Syracuse father loses fight / Court ruling in four-year-old adoption
case urges Legislature to clarify law
Saturday, December 13, 2008
By JESSE FRUHWIRTH
Standard-Examiner Davis Bureau
SYRACUSE -- A father's quest to reunite with his son has apparently come to an end -- the Utah Court of Appeals has ruled against the man whose son was placed for adoption against his wishes four years ago.
One judge noted, however, that the law cited to terminate Nikolas Thurnwald's paternity rights is vague, illusory, highly problematic and invites fabrication.
He urged the Legislature to clarify the law.
"... (S)evering an unmarried biological father's parental rights based on such technicalities serves to reinforce traditional notions about gender and childrearing -- i.e., that women are biologically better suited for raising children," Judge James Z. Davis wrote in his concurring opinion released Thursday.
"(Those) notions are antiquated and harmful to both men and women."
The technicality to which Davis referred is a state law that requires an unmarried biological father who wishes to parent his child to file within at least one business day of the child's birth a sworn affidavit that "set(s) forth his plans for care of the child."
The law states an unmarried father must strictly comply with that requirement, meaning almost good enough is not good enough.
There is no legal definition of what a "plan for care" is, and even though Thurnwald had an attorney write a multipage affidavit, the court ruled that the affidavit did not contain a plan.
Thurnwald is planning to end his quest for his son, for now.
"I've done everything in my power, under the sun, that anybody can do as far as fighting this out, fighting to be his father and raising my child," he said.
"Whatever happened was completely out of my control, and I did everything -- everything -- I could. This is a sad situation.
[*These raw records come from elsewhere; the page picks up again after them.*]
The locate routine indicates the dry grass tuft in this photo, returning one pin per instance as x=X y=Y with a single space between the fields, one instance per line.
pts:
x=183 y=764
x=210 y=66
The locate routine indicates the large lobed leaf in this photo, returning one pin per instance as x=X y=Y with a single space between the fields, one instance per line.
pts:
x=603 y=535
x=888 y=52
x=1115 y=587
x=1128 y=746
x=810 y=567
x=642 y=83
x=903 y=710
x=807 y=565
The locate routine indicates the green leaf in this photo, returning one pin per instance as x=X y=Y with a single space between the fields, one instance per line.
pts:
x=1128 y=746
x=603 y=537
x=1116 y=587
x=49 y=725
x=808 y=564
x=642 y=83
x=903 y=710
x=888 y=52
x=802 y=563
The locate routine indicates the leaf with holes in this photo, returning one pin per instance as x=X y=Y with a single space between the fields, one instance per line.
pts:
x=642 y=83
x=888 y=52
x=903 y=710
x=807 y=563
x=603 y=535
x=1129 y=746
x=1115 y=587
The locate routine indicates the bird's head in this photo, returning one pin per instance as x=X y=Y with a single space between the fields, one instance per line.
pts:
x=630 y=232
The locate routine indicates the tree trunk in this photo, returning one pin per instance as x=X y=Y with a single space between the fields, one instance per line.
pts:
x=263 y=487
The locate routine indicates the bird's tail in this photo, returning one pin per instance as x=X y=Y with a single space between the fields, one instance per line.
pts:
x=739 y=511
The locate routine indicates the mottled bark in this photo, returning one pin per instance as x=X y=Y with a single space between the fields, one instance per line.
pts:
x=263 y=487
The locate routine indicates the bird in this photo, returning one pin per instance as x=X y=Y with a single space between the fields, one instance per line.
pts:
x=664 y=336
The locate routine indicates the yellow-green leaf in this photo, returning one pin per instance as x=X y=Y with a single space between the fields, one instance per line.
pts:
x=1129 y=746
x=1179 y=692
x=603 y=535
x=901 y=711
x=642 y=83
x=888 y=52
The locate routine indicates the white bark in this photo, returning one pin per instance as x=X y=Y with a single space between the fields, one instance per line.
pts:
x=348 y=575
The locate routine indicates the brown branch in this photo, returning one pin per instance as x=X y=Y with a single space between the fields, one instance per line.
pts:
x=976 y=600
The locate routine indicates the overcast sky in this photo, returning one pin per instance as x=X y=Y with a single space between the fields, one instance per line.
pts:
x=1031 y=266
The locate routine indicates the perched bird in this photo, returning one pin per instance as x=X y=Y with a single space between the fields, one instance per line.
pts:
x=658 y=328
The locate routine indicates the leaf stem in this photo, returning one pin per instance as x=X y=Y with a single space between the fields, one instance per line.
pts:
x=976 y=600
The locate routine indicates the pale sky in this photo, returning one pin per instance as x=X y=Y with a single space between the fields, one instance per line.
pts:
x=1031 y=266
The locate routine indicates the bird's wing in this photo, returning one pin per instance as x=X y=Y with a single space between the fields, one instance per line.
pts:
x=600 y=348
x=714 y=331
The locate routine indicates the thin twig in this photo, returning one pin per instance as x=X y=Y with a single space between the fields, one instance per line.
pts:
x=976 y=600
I'm going to wait for the day he's in my arms, united with me -- hopefully sooner rather than later."
Thurnwald plans to place his name on Utah's Mutual-Consent Voluntary Adoption Registry, which one day might help his son contact him.
In the absence of specific details written by legislators, the two other appeals judges who heard the case, Russell W. Bench and Carolyn B. McHugh, wrote that a father must state in his sworn affidavit at least "that he has a source of income and identify who will care forthe child while he is working to earn that income."
There is no requirement under Utah law that an unmarried mother detail a plan to care for her child or risk losing custody.
Thurnwald's attorney, Dan Drage, said Utah adoption law seems to assume all unmarried fathers want the child placed for adoption to avoid the heavy burden of child support payments.
He said when the occasional responsible and interested unmarried father comes along, his rights are often trounced.
"You've got more of a protectable interest when someone wants to repossess a vehicle or collect on a debt. They have to give you notice and give you a hearing, and all you're talking about is a television or an automobile," he said.
"But we're talking about a child here."
Drage said the court acknowledged that it was obvious Thurnwald expressed his desire to be a father at the time of his son's birth.
"He filed (an affidavit), he has fought hard, and there's no doubt what his intention all along was: 'I want to be the dad,' " Drage said.
"Now the court is saying, 'We know what your intention was, but you
didn't put it on paper.' We have a piece of paper, but it doesn't say
the magic words, and so his true intention is overlooked."
Utah Sen. Greg Bell, R-Fruit Heights, an attorney, recalled
Thurnwald's victory before the Utah Supreme Court in 2007.
In that battle, Thurnwald convinced the state's highest court that the Constitution requires that his paternity affidavit be accepted even though he missed the statutory 24-hour post-birth deadline.
Thurnwald's child was placed for adoption on a Sunday before Labor Day, so the earliest he could file his affidavit with the court was Tuesday.
The Utah Supreme Court changed the law from a 24-hour post-birth deadline to a one-business-day deadline on equal protection grounds.
"We really want to balance the legitimate interests of the father, the mother and the adoptive parents -- and the child," Bell said. "And we don't want legitimate interests defeated by a technicality."
At the center of the case is a child who has spent more than four years with an adoptive family and knows no other parents. The court calls him Baby Boy Doe.
Had the court decided in Thurnwald's favor, an analysis of the best interests of the child may have been performed for the first time in the case.
Adam Pertman, of the Evan B. Donaldson Adoption Institute, said that's too late to consider what's best for children.
He said he's unfamiliar with the Thurnwald case, so he could not comment on the merits of the complaint, but said men are often treated unfairly in adoption law.
"These laws can cause as many problems as they resolve," he said. "These laws are not well-understood and they are not well-publicized,but then men are expected to have followed them really well."
Pertman also said a case such as Thurnwald's should be expedited so
that it doesn't take four years to decide.
Davis acknowledged that not knowing the "magic words," as Drage called them, put Thurnwald in an impossible bind.
"The lead opinion clearly observes that N.T.'s petitions are utterly deficient in 'setting forth his plans for care of the child,' " Davis wrote.
"It is entirely unclear, however, precisely what N.T. could have -- or should have -- done differently that would have yielded a different result in this case."